Cluster information:
Kubernetes version: 1.21
Cloud being used: AWS
Installation method:
Host OS: Bottlerocket
CRI and version: containerd 1.5.11
Investigating memory usage (working set bytes) as reported through both Prometheus.
To get the full working set bytes of all applications/processes/etc on the system a simple query of
- container_memory_working_set_bytes{id=“/”}
The value returned here matches pretty closely to kubectl top nodes. So so far all good. However the value returned seemed awfully high for what I expected on the node (value was about 6G).
To further dig into this I then calculated the working set bytes for just the POD(s)
- sum(container_memory_working_set_bytes{pod!=“”})
In my case this returned about 2.5G. The difference of 3.5 gig between total working set and POD working set seemed high.
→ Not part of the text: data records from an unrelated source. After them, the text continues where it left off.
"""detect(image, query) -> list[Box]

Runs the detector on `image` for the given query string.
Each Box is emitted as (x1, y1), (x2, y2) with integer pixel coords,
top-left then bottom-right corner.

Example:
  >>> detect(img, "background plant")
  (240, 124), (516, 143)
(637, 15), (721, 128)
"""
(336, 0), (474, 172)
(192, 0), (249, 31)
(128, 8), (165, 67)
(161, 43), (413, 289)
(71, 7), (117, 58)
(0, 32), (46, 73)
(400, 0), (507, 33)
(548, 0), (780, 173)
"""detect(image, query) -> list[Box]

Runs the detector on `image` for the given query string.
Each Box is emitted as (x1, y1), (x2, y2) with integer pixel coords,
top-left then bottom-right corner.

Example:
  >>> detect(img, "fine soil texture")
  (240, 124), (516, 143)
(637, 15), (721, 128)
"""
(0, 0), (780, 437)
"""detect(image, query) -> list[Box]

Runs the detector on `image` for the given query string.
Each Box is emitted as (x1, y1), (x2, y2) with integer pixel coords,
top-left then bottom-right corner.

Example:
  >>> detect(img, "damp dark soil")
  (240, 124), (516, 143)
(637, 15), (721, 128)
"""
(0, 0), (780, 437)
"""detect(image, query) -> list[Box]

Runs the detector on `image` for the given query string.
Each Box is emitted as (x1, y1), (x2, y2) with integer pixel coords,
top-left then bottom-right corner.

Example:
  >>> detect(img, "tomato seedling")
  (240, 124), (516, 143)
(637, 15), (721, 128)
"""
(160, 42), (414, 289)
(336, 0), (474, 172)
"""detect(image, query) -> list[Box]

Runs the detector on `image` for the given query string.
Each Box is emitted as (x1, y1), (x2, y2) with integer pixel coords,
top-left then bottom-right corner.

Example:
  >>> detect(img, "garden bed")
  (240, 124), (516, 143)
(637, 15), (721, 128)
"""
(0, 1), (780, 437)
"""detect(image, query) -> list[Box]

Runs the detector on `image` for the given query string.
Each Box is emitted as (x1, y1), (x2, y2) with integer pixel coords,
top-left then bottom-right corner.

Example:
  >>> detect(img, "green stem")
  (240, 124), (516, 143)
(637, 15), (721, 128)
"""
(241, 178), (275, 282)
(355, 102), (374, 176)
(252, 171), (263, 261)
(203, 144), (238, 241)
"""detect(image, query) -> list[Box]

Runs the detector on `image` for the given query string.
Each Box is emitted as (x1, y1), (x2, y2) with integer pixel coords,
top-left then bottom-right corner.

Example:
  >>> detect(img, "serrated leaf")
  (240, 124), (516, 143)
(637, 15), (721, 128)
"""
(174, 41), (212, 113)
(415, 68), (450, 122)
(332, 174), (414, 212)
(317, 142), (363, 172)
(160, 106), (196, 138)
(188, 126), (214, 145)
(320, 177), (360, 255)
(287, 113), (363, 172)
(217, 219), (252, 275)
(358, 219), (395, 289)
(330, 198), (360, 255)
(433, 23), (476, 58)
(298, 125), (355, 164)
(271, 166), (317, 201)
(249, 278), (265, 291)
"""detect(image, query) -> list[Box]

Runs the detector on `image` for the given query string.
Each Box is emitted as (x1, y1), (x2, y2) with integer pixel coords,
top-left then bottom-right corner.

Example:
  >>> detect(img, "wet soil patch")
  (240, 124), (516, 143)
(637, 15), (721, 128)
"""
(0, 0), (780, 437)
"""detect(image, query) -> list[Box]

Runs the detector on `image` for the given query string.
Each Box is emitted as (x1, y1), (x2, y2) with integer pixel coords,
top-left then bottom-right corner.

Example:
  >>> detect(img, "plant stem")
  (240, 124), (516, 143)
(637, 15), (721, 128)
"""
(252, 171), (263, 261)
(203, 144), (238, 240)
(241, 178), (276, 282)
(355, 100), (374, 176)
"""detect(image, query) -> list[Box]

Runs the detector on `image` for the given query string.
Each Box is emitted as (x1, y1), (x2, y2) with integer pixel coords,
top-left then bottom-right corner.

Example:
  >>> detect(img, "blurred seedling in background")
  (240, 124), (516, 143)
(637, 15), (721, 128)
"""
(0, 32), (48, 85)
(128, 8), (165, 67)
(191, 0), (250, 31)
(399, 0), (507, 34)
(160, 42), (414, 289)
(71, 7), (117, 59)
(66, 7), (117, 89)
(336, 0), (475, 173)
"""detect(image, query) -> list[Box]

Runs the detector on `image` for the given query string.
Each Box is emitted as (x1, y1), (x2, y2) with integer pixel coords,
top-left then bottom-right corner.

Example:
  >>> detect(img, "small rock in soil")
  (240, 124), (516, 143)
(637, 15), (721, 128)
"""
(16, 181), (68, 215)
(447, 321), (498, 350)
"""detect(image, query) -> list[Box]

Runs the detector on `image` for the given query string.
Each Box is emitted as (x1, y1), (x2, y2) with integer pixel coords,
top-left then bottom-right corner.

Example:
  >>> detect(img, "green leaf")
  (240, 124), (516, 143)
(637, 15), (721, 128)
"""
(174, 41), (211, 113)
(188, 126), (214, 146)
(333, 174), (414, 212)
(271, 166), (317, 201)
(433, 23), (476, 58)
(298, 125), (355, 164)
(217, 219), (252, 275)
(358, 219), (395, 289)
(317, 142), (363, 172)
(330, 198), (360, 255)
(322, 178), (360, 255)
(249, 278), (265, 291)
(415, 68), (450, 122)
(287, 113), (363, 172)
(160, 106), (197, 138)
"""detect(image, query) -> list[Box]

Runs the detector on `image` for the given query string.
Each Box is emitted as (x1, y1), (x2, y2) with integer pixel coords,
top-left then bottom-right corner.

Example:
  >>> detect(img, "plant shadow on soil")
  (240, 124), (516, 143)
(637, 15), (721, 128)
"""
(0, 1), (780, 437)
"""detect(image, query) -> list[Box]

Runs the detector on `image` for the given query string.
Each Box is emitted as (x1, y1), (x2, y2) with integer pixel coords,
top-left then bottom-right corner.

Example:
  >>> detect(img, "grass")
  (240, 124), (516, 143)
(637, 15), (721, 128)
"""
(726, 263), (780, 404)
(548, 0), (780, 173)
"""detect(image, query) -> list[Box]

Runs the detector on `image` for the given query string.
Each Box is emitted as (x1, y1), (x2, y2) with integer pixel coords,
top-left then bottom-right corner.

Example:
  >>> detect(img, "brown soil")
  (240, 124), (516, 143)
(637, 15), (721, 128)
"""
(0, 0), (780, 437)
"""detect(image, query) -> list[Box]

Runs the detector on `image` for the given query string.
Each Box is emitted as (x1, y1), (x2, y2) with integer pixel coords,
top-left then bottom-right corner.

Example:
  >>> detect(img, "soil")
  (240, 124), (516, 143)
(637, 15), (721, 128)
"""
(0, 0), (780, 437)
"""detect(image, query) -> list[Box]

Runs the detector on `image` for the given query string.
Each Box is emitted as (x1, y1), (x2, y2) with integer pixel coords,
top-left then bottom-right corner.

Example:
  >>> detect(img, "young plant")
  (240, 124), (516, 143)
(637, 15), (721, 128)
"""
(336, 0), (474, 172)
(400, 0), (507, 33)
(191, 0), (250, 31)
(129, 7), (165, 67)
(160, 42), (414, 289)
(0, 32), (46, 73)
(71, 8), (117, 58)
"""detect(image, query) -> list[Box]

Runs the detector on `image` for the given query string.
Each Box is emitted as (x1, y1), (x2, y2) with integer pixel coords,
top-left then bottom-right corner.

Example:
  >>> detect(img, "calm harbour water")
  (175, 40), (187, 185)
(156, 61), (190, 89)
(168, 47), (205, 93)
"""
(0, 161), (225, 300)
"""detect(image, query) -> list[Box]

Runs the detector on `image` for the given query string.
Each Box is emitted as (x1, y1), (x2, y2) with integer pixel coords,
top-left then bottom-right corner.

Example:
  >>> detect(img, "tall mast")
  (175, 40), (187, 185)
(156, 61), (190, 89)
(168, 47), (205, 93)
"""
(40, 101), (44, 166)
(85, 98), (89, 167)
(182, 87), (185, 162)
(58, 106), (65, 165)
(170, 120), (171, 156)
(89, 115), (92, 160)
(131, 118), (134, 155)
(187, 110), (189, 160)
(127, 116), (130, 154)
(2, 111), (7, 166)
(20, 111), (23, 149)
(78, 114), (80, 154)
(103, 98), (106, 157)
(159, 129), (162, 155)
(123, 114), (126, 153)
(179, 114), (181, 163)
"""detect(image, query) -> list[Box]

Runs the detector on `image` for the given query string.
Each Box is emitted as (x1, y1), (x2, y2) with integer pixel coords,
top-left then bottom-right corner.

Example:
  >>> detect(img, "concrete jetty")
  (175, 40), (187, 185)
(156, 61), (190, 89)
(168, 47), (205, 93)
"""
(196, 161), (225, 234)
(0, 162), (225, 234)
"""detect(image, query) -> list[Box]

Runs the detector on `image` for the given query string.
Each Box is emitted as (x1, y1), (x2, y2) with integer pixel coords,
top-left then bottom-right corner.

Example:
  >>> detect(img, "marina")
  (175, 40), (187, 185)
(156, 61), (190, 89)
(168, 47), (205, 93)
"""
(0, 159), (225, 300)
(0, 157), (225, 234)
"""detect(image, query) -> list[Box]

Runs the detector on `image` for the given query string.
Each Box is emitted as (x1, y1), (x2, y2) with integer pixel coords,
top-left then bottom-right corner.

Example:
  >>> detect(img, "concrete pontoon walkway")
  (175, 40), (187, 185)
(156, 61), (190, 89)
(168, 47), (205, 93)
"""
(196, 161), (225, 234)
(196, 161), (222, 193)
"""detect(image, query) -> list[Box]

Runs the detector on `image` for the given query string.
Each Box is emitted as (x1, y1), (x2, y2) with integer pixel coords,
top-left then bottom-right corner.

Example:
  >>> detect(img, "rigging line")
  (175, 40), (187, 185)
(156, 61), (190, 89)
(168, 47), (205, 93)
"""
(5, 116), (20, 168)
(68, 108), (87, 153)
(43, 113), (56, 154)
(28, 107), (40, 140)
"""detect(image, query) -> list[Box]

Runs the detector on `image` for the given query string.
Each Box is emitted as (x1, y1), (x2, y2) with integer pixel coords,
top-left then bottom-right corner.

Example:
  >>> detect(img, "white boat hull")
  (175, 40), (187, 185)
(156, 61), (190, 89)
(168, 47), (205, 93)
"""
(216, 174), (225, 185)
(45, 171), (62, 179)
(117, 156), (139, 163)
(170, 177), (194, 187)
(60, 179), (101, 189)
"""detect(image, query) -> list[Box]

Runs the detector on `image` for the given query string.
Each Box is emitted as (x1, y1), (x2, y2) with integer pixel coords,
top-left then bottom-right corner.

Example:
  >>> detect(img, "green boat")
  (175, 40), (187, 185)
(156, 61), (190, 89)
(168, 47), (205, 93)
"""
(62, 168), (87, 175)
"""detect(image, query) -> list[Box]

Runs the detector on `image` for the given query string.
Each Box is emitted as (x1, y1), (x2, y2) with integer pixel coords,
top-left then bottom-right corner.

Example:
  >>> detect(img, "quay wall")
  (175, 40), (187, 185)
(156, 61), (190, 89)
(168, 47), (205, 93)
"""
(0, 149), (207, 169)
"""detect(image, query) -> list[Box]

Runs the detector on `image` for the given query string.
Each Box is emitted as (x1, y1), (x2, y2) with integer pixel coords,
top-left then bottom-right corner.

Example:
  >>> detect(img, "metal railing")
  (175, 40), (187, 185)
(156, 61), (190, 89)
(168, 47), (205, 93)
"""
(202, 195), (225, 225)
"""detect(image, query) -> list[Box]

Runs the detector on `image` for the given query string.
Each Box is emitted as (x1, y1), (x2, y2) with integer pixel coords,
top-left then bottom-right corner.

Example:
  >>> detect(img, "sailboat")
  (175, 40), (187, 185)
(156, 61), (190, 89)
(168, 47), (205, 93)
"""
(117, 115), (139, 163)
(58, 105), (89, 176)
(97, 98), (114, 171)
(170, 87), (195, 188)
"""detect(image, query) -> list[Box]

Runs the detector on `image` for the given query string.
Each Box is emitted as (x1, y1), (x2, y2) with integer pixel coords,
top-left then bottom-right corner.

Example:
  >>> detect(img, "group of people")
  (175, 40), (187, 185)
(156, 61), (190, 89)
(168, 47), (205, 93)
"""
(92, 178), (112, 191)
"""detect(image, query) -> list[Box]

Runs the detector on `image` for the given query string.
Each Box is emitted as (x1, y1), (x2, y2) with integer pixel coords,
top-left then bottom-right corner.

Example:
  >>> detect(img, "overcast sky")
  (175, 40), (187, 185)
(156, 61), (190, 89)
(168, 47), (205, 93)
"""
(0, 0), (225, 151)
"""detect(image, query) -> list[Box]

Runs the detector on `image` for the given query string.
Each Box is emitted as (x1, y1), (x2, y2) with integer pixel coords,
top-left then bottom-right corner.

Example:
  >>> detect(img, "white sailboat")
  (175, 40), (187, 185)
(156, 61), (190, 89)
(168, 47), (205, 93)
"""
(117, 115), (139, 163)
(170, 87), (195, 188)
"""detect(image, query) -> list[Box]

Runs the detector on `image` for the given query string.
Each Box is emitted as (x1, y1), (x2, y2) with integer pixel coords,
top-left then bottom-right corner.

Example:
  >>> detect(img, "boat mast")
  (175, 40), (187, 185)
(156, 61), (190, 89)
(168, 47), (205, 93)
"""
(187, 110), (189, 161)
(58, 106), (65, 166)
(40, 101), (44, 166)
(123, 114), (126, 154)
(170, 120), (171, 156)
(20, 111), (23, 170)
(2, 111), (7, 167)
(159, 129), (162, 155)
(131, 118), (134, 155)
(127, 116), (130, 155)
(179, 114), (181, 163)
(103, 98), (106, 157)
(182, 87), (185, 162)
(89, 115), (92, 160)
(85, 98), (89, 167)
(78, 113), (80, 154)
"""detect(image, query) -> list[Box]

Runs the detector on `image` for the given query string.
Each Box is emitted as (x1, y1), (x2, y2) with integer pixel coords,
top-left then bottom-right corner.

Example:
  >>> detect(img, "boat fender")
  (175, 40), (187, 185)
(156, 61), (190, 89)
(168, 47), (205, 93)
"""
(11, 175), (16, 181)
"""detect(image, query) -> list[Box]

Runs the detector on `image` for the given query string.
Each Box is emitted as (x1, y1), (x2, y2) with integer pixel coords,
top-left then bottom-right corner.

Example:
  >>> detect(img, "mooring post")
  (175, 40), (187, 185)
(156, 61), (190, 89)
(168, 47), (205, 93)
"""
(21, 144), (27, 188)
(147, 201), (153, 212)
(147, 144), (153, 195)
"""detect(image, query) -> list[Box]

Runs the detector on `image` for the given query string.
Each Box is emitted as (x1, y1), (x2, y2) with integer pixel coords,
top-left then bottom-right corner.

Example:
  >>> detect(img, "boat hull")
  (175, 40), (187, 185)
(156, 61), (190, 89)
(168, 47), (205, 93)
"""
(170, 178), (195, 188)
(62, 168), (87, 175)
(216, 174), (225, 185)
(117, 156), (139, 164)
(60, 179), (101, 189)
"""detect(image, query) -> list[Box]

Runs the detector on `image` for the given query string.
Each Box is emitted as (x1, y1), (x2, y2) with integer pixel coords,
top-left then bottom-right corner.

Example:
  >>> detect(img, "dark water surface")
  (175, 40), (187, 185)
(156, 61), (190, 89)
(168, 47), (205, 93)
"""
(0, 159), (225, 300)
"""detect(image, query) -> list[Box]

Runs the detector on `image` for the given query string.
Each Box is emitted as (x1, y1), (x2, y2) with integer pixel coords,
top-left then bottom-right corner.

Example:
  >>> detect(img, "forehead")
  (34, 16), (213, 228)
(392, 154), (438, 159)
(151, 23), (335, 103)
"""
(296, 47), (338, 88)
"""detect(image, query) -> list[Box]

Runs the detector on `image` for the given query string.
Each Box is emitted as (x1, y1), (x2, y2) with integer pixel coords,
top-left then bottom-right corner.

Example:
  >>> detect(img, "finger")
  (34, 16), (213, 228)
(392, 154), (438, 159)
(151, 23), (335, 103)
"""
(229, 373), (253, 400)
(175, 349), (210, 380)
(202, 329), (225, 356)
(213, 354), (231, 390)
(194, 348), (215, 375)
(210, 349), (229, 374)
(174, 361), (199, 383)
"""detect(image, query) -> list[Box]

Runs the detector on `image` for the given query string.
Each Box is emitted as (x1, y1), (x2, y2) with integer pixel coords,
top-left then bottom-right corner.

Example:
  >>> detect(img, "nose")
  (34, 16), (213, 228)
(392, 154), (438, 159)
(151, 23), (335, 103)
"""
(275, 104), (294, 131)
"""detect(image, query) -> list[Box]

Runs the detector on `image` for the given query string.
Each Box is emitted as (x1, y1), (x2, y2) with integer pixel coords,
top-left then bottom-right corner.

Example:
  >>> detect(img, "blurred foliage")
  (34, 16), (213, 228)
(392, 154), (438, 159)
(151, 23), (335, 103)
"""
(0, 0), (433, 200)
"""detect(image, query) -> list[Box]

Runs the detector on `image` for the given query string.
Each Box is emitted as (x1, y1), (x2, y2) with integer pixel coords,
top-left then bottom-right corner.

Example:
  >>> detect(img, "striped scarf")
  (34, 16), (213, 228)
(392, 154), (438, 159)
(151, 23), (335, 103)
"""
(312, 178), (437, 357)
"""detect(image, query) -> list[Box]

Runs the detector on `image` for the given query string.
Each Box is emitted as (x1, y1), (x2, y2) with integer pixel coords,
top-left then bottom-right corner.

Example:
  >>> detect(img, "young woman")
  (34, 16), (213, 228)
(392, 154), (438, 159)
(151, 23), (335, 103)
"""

That would mean that the OS components, kubelet + runtime (containerd in my case) were using 3.5G of memory. Almost a quarter of the total machine memory (16G instance).
Continued further down the rabbit hole and looked at the cgroup (v2) stats for the containerd.slice and found it to be using a working set (calculated using memory.current - inactive_file from memory.stat as that is the calculation that cadvisor/runc uses) around 1.7G in which the majority of it was file backed memory (active). That explains about half of the 3.5g above (not sure why containerd is using that much memory as it really shouldn’t be) but left another 1.7g unaccounted for.
Sticking to cgroup exported stats I calculated the working set bytes for the root cgroup (calculated using /proc/meminfo - inactive_file from memory.stat) and found it to be in line with what I was seeing above (so roughly 6G). So that explains where Kubernetes is getting that value. However in calculating the child cgroups/slices to see where all the memory was being used I still ended up with around 1.7G unaccounted for.
Therefore I am left with the question as too where this memory is being consumed. It is quite important to understand as this impacts Kubernetes and when OOM/eviction thresholds are met.